The equation given is in the Cartesian form of a circle which is described as (x-a)² + (y-b)² = r². In our case, it's given as x² + (y + 5)² = 25.
First, rewrite the equation in the standard form. To do this, notice that a and b are the coordinates of the center of the circle and r is the radius. For our equation, we can rewrite it as x² + (y - (-5))² = 5². From this, we can see that the circle is centered at (0,-5) and its radius is 5. So, (a,b) = (0,-5) and r=5.

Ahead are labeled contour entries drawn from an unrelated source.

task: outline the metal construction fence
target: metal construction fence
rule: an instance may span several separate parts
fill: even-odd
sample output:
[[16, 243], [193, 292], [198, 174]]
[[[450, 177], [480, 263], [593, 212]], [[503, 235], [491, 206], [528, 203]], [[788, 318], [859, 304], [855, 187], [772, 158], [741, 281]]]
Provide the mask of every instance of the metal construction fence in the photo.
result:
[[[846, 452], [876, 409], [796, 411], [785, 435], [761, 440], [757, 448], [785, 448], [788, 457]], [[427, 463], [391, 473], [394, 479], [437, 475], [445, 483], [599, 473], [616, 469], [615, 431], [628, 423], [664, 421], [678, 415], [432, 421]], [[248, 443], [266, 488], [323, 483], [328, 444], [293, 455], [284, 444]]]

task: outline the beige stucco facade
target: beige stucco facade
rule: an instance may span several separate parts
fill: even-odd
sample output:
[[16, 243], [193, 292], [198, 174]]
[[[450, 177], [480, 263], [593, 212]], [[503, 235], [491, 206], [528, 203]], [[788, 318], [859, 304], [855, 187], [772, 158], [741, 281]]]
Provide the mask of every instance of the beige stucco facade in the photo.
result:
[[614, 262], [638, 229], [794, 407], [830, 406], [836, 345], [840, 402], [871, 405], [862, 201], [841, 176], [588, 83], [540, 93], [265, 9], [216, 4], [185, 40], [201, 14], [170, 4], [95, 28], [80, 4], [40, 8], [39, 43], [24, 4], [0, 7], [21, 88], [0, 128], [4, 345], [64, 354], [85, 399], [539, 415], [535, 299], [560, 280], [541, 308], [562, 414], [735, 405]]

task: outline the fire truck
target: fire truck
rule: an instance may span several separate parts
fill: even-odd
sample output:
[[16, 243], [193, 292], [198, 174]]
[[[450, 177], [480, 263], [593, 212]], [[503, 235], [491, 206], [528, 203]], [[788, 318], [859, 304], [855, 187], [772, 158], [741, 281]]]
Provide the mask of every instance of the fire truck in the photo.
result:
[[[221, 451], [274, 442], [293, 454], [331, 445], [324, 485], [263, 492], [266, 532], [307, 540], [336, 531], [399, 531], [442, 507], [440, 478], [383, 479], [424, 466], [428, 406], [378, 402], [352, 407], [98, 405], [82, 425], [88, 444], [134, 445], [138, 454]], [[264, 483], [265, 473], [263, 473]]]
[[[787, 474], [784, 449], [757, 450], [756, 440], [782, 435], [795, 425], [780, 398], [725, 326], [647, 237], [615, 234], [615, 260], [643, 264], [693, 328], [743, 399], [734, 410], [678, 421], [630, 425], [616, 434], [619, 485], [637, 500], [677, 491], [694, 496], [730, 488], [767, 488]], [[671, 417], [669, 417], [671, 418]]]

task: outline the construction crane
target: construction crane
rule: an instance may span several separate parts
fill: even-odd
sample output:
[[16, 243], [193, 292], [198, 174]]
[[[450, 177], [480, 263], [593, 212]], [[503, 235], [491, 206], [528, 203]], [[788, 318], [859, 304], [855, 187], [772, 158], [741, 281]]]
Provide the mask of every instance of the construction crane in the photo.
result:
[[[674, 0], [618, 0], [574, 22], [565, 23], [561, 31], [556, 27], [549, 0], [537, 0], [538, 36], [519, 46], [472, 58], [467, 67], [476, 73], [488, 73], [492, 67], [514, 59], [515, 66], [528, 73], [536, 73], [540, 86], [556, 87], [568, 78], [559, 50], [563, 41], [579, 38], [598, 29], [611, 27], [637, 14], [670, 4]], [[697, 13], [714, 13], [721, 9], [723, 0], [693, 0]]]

The polar form of a circle equation for a circle centered not at the origin is r=rsin(θ-φ), where φ is equal to the inverse tangent of b/a.
To find the value of φ, compute φ = inverse tangent (b/a) = inverse tangent of (-5/0) which is minus-half Pi or about -1.5707963267948966; that's because tangent is negative for second and fourth quadrants and the ratio of -5 to 0 points the direction towards negative y-axis.
Finally, substitute r and φ into the polar equation. So, in this case the polar equation becomes r = 5 sin(θ - φ) which gives as the result r = 5 sin(θ - (-1.5707963267948966)).
We can simplify the operation inside the sin function because subtracting negative number equals adding the absolute value of that number.
So, the final polar form of the equation is: r = 5 sin(θ + 1.5707963267948966).